Detak jantungku masih tak karuan yang diiringi desahan nafas Jeska seringkali tembus menyentuh hidungku. Maklumlah posisi kami saat di Ambulans itu berhadapan sangat dekat. Terlihat jelas bola mata Jeska yang nampak keabu-abuan.
"Yahh, secara Jeska keturunan Bule". Gumamku dalam hati.
Setiap detail wajah Jeska terus ku ingat dan kupandangi dalam-dalam.
Pikirku, "Walau kelak nanti tak berjodoh, aku masih bisa menikmati detail wajahnya walau pun, tinggal bayangan".
Lantas tak sengaja Jeska membuyarkan pandanganku terhadap dirinya.
"Roy! Kamu kenapa sihh? Sedari tadi ku pandang, kau hanya asik menatapku. Tambah senyum-senyum sendiri lagi. Ihh mengerikan tau'. Aku takut nih!".
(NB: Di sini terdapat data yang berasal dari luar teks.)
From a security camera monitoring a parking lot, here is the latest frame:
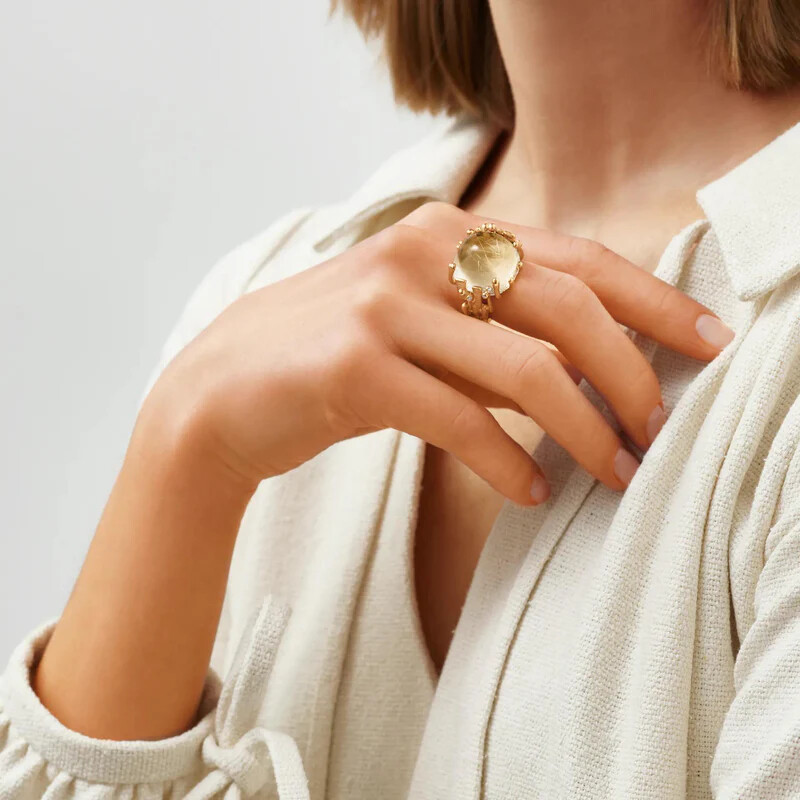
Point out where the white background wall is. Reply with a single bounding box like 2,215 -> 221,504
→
0,0 -> 438,664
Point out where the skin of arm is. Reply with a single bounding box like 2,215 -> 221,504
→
34,396 -> 256,740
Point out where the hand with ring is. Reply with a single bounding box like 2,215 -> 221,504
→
137,202 -> 733,505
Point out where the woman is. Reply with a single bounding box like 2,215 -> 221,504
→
0,0 -> 800,798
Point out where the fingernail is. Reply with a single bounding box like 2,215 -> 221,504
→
614,447 -> 639,486
695,314 -> 736,350
531,475 -> 550,506
646,403 -> 667,444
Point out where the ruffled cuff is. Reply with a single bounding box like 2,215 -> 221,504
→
0,598 -> 308,800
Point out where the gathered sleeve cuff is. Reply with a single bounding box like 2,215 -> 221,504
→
0,598 -> 308,800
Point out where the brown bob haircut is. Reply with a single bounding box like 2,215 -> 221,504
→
332,0 -> 800,128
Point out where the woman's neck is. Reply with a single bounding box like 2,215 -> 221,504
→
470,0 -> 800,266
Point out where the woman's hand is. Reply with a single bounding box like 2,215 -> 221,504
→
34,203 -> 731,739
143,203 -> 733,504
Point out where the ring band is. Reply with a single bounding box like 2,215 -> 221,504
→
449,222 -> 522,322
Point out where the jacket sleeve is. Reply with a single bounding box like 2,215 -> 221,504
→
711,406 -> 800,800
0,209 -> 318,800
0,598 -> 309,800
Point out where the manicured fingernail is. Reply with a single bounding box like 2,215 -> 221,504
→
647,403 -> 667,444
531,475 -> 550,506
695,314 -> 736,350
614,447 -> 639,486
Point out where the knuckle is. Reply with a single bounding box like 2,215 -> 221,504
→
545,272 -> 598,315
319,326 -> 380,436
452,401 -> 489,442
369,222 -> 429,275
502,340 -> 554,395
372,220 -> 410,264
570,236 -> 613,272
348,271 -> 398,331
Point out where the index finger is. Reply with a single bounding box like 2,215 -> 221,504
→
484,215 -> 734,361
404,202 -> 734,361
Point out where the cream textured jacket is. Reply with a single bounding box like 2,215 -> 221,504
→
0,118 -> 800,800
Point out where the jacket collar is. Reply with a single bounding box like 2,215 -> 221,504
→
314,115 -> 800,300
697,123 -> 800,300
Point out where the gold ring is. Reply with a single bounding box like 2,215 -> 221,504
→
450,222 -> 522,322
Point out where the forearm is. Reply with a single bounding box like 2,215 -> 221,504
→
34,404 -> 254,739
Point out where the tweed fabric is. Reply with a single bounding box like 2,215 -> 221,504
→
0,117 -> 800,800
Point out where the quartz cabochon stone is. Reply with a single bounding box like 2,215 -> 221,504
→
453,231 -> 519,294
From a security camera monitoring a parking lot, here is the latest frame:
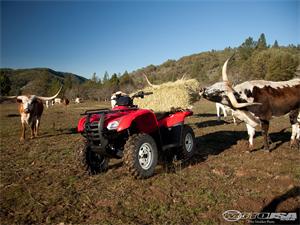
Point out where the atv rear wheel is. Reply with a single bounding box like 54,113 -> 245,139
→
77,144 -> 109,175
124,134 -> 158,179
179,125 -> 196,160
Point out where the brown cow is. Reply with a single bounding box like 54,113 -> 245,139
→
4,87 -> 62,141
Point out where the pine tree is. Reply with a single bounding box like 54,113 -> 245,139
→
272,40 -> 279,48
0,73 -> 11,96
103,71 -> 109,84
239,37 -> 256,60
256,33 -> 268,51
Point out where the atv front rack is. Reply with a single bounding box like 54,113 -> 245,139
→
82,107 -> 137,149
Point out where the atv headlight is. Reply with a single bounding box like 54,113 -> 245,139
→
107,120 -> 120,130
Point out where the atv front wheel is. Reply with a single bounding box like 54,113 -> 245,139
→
179,125 -> 196,160
77,145 -> 109,175
124,134 -> 158,179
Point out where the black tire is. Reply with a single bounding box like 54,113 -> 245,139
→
124,134 -> 158,179
179,125 -> 196,160
76,144 -> 109,175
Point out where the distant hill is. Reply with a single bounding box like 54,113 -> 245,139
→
130,46 -> 300,87
0,34 -> 300,100
0,68 -> 87,96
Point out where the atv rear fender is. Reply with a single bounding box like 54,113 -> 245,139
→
158,110 -> 193,127
117,109 -> 158,134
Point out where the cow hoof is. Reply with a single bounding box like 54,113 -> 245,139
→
290,140 -> 300,150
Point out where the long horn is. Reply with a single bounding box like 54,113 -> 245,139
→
0,96 -> 18,103
0,95 -> 18,100
222,56 -> 260,109
143,73 -> 158,87
180,73 -> 186,80
36,86 -> 62,101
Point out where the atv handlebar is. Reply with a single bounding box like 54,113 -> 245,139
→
131,91 -> 153,99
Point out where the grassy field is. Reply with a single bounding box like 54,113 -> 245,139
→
0,100 -> 300,224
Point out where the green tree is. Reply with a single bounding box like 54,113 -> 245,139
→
0,73 -> 11,96
266,51 -> 299,81
251,51 -> 270,79
64,75 -> 73,89
238,37 -> 256,60
109,73 -> 120,92
256,33 -> 268,51
103,71 -> 109,84
91,73 -> 98,84
272,40 -> 279,48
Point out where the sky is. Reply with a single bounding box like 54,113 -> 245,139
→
0,0 -> 300,78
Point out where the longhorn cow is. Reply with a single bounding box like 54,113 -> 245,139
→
3,87 -> 62,141
200,59 -> 300,151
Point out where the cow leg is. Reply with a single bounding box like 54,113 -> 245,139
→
246,123 -> 255,151
261,120 -> 271,152
231,110 -> 237,125
222,107 -> 227,117
20,122 -> 26,141
30,121 -> 35,139
216,105 -> 221,120
35,119 -> 40,137
289,109 -> 300,148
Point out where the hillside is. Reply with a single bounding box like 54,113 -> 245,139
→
0,34 -> 300,101
131,46 -> 300,85
0,68 -> 87,95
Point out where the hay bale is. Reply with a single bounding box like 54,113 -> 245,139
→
134,79 -> 200,112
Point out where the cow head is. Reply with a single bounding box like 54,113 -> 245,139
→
199,82 -> 229,105
4,87 -> 62,113
17,95 -> 38,113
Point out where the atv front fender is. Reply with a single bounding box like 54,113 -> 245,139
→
117,109 -> 158,134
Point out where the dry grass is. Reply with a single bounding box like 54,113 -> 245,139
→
0,101 -> 300,224
135,79 -> 199,111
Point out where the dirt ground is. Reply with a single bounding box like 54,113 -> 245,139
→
0,100 -> 300,224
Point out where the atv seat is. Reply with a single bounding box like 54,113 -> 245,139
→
154,112 -> 171,121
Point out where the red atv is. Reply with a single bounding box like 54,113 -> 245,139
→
77,92 -> 195,178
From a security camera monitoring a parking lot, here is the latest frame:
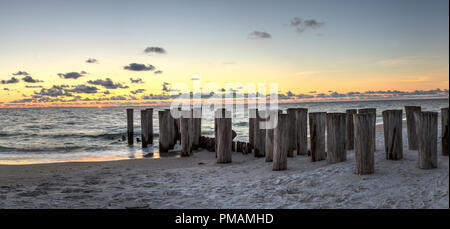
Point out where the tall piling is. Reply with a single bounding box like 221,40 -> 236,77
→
127,108 -> 134,145
405,106 -> 422,150
272,114 -> 289,171
414,111 -> 438,169
382,110 -> 403,160
327,113 -> 347,164
353,113 -> 376,175
345,109 -> 358,150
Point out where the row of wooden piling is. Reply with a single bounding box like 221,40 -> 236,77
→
127,106 -> 449,174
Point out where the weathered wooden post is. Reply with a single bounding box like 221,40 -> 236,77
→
265,110 -> 282,162
405,106 -> 422,150
309,112 -> 327,162
287,108 -> 297,157
158,110 -> 173,152
127,108 -> 134,145
254,110 -> 266,157
441,107 -> 450,156
192,108 -> 202,149
272,114 -> 289,171
353,113 -> 376,175
414,111 -> 438,169
345,109 -> 358,150
295,108 -> 308,155
180,111 -> 192,156
358,108 -> 377,151
382,110 -> 403,160
141,110 -> 148,148
215,109 -> 233,163
247,109 -> 258,152
327,113 -> 347,164
146,108 -> 153,145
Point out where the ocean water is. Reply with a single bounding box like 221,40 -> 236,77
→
0,99 -> 449,164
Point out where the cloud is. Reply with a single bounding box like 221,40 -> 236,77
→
58,71 -> 87,79
123,63 -> 155,71
13,71 -> 30,76
162,82 -> 170,92
87,78 -> 128,89
144,47 -> 166,54
65,84 -> 98,94
86,58 -> 98,64
249,30 -> 272,39
25,85 -> 42,88
130,89 -> 145,95
0,77 -> 19,84
288,17 -> 325,33
22,76 -> 44,83
130,78 -> 144,83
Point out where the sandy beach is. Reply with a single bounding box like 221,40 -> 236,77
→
0,123 -> 449,209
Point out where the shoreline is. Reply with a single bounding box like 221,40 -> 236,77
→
0,123 -> 449,209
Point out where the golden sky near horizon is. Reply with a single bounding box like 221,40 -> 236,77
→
0,0 -> 449,107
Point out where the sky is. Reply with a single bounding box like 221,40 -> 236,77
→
0,0 -> 449,107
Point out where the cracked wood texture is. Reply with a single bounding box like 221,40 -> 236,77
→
382,110 -> 403,160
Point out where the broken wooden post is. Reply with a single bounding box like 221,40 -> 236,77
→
441,107 -> 450,156
146,108 -> 153,145
265,110 -> 282,162
358,108 -> 377,151
192,108 -> 202,149
382,110 -> 403,160
158,110 -> 173,152
309,112 -> 327,162
247,109 -> 258,152
215,109 -> 233,163
353,113 -> 376,175
345,109 -> 358,150
405,106 -> 422,150
295,108 -> 308,155
180,111 -> 192,157
141,110 -> 148,148
414,111 -> 438,169
272,114 -> 289,171
254,110 -> 266,157
327,113 -> 347,164
287,108 -> 297,157
127,108 -> 134,145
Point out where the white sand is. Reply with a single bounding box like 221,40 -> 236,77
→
0,126 -> 449,209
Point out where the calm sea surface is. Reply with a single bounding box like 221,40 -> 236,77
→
0,99 -> 449,164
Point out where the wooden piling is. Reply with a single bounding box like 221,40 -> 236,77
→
405,106 -> 422,150
146,108 -> 153,145
327,113 -> 347,164
441,107 -> 450,156
287,108 -> 297,157
141,110 -> 149,148
345,109 -> 358,150
158,110 -> 173,152
295,108 -> 308,155
254,110 -> 266,157
265,110 -> 282,162
127,108 -> 134,145
247,109 -> 258,152
272,114 -> 289,171
309,112 -> 327,162
382,110 -> 403,160
358,108 -> 377,151
215,109 -> 233,163
353,113 -> 376,175
179,111 -> 192,157
414,111 -> 438,169
192,108 -> 202,149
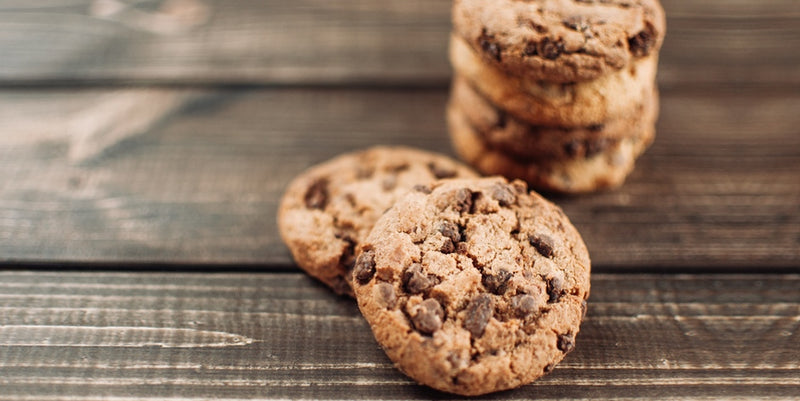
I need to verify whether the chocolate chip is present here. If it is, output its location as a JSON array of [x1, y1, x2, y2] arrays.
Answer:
[[562, 16, 589, 32], [547, 277, 564, 304], [511, 294, 539, 318], [628, 24, 656, 57], [556, 333, 575, 354], [585, 138, 613, 159], [375, 283, 397, 309], [481, 269, 512, 295], [564, 139, 583, 157], [492, 183, 517, 206], [412, 185, 432, 194], [403, 263, 433, 294], [528, 235, 553, 258], [464, 294, 492, 337], [494, 110, 508, 129], [439, 221, 461, 243], [387, 162, 411, 174], [353, 251, 375, 284], [356, 166, 375, 180], [303, 178, 328, 209], [537, 37, 564, 60], [453, 188, 472, 213], [511, 180, 528, 195], [411, 298, 444, 334], [428, 162, 457, 180], [439, 238, 456, 254], [478, 30, 501, 61]]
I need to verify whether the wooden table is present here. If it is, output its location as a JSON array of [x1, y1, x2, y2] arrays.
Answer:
[[0, 0, 800, 400]]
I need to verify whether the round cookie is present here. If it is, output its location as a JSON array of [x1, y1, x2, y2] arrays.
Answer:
[[450, 36, 658, 127], [278, 146, 477, 296], [447, 101, 655, 193], [452, 0, 666, 83], [450, 76, 658, 161], [353, 177, 590, 395]]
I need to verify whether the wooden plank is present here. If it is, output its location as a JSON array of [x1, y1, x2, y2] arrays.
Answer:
[[0, 0, 800, 87], [0, 89, 800, 271], [0, 271, 800, 400]]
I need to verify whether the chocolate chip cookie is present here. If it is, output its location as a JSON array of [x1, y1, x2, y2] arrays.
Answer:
[[450, 76, 658, 161], [278, 147, 477, 296], [453, 0, 666, 83], [447, 101, 655, 193], [353, 177, 590, 395], [450, 36, 658, 127]]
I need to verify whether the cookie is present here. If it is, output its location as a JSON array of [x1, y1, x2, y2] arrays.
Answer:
[[447, 101, 655, 193], [450, 76, 658, 160], [278, 147, 476, 296], [452, 0, 666, 83], [450, 36, 658, 127], [353, 177, 590, 395]]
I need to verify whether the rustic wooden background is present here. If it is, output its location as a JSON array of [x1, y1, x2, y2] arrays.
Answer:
[[0, 0, 800, 400]]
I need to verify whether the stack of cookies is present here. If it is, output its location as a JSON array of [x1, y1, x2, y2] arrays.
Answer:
[[278, 147, 590, 395], [447, 0, 666, 192]]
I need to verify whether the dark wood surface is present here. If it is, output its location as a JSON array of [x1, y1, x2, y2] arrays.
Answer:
[[0, 0, 800, 400], [0, 271, 800, 400], [0, 0, 800, 88], [0, 88, 800, 271]]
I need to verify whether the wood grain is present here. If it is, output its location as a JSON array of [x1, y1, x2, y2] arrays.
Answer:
[[0, 0, 800, 88], [0, 89, 800, 272], [0, 271, 800, 400]]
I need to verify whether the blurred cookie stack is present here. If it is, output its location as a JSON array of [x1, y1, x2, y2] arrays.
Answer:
[[447, 0, 666, 193]]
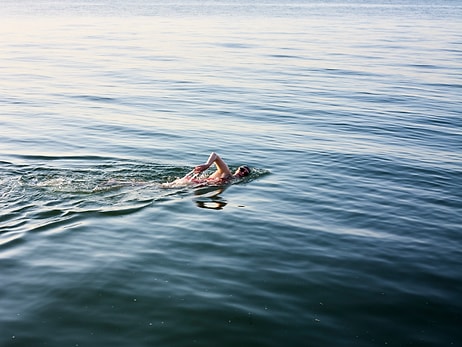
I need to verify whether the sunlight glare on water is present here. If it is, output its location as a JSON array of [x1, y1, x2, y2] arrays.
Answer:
[[0, 0, 462, 347]]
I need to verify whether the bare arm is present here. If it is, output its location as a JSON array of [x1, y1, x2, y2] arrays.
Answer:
[[194, 152, 232, 178]]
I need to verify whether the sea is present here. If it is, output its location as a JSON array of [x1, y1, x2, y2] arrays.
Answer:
[[0, 0, 462, 347]]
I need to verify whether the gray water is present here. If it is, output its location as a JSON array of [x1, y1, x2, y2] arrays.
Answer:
[[0, 0, 462, 347]]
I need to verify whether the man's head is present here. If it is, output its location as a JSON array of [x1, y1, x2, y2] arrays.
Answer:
[[234, 165, 250, 178]]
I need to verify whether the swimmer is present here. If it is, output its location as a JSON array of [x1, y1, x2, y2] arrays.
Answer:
[[189, 152, 250, 184]]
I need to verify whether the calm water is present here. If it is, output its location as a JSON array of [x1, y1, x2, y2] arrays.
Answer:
[[0, 0, 462, 347]]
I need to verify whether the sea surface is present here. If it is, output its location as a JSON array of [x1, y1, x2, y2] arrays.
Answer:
[[0, 0, 462, 347]]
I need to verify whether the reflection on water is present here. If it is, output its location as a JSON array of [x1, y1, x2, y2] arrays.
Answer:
[[194, 186, 228, 210]]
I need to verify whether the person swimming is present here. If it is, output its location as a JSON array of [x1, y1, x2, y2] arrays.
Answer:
[[185, 152, 250, 184]]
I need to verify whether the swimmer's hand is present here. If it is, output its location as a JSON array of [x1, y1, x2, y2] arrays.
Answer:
[[194, 164, 210, 173]]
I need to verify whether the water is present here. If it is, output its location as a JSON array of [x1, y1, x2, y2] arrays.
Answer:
[[0, 0, 462, 347]]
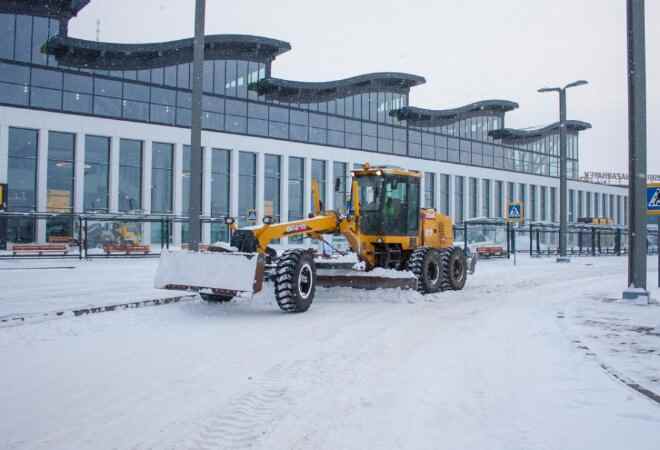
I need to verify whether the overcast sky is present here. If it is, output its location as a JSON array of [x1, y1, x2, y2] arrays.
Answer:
[[69, 0, 660, 173]]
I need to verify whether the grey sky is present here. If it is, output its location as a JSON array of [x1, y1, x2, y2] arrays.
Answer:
[[70, 0, 660, 173]]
Dengan pandangan penuh harap serta sedikit gemetar dari kedua tangan Jeska, Jeska menambahkan rengekan ala gadis kota yang manja dan takut akan suasana horor di Ambulans malam itu. Sontak saja, diriku langsung memeluknya dengan lembut, seakan tak ingin melukai hati Jeska.
"Roy? Kamu apa-apaan sih? Aku tuh takut, bukan ingin di peluk!".
Sanggah Jeska dengan suara lantang yang menambah nuansa horor di Mobil Ambulans itu.
"Iya sayang ku Jeska. Aku tau kamu takut, makanya aku peluk. Kamu ngak mau yah ku peluk? Daripada dipeluk sama mayat, mending aku aja yang peluk yah. Hhhe". Jawabku dengan beberapa recehan senda gurau yang nampaknya mulai meluluhkan rasa gengsi Jeska.
"Kamu tuh yahh"
Jeska melayangkan cubitan maut ala semutnya di lengan dan perut bagian pinggangku. Secara Jeska merasa tak adil dengan posisinya saat itu.
"Kamu pikir dengan rasa takutnya aku, aku mau kau peluk seenaknya?! Hahaha dasar mesum".
Ku jawab lembut kekonyolan Jeska.
"Jadi gimana nih? kamu yang meluk aku? Atau aku yang....?".
Tanpa mendengarkan sambungan pertanyaan dariku, Jeska langsung melayangkan pelukan tubuh mungilnya ke dalam diriku. Dan aku pun membalas pelukan Jeska dengan sedikit sentuhan manis dari bibir hitamku.